Advocates and clinicians have been heartened by increased awareness and attention to maternal mortality, especially efforts to correct racial disparities: Black women are three times more likely to die from pregnancy-related complications compared to white women. white.
But many of these same advocates for better maternity care say they are appalled by the recent US Supreme Court decision that uproots the federal right to abortion; restrictions around reproductive health care, they say, will erode gains.
With states like Texas beginning to ban pre-pregnancy abortions and making fewer exceptions for cases where a pregnant woman’s health is in danger, some women find it more difficult to get emergency care for a miscarriage. States are also banning abortions, including in cases of rape or incest, on young girls, who face a much higher risk of complications or death from carrying a pregnancy to term.

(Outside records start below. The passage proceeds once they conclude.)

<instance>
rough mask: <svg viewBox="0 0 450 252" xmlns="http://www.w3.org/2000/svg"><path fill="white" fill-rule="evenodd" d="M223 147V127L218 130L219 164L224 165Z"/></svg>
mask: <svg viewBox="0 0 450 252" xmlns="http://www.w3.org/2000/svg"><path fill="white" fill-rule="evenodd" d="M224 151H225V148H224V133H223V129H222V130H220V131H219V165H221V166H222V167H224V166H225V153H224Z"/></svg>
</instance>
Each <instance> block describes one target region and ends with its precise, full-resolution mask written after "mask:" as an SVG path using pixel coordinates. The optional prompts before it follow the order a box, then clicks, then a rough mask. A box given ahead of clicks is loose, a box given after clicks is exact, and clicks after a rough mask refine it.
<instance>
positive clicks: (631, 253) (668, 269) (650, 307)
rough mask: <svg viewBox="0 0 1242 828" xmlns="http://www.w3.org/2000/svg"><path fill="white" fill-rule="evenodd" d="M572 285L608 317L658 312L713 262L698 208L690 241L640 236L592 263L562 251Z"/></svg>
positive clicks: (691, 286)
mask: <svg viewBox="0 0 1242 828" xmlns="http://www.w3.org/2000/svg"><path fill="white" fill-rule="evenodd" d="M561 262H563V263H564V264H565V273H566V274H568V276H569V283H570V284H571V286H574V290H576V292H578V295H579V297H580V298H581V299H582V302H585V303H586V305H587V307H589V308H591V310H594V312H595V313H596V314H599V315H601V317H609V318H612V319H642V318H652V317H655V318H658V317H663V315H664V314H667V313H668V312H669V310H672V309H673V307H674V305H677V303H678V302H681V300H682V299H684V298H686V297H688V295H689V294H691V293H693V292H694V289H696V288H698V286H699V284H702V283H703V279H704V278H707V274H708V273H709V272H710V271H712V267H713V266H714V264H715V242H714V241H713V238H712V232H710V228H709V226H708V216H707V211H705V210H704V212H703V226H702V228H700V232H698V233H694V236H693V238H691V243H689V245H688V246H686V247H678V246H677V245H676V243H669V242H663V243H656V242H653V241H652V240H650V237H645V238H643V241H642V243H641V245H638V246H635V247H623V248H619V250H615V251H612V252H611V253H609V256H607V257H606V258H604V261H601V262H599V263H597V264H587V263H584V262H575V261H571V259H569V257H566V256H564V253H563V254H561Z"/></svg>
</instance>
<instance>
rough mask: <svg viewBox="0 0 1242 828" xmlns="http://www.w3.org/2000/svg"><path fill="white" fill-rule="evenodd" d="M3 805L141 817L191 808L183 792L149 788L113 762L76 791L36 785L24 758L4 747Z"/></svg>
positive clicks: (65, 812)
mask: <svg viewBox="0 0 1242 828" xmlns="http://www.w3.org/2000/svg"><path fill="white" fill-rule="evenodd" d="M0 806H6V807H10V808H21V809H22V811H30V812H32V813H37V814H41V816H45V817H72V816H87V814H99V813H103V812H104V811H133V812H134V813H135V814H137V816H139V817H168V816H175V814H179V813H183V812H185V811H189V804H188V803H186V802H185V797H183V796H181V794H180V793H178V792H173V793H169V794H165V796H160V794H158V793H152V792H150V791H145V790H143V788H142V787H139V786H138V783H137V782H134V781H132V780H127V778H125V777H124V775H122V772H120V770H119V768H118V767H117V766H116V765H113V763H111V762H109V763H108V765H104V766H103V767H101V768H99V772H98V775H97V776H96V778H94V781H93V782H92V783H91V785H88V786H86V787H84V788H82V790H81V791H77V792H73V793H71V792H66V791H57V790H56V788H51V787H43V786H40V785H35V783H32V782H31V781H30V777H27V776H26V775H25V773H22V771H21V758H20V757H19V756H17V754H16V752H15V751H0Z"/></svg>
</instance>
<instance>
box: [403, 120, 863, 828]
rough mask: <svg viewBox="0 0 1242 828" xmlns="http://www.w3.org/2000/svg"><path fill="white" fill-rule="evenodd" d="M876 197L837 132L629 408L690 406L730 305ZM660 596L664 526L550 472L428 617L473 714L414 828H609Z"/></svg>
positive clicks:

“More and more women and others who give birth are getting messages that ‘you don’t own your body,'” says Jameta Nicole Barlow, an assistant professor of health writing, policy and management at George Washington University. “Whether it’s through the policy, whether it’s through your doctor who has to abide by the policy, whether it’s through your day-to-day work experience, there’s this recognition that ‘I don’t own my body.’ “
This will only exacerbate the mental health issues women experience around pregnancy, says Barlow, especially black women who are also dealing with the long intergenerational history of slavery and forced pregnancy. She suspects that the maternal mortality figures will get worse before they get better, because of how politics and psychology intertwine.
“Until we address what’s going on politically,” he says, “we’re not going to help what’s going on psychologically.”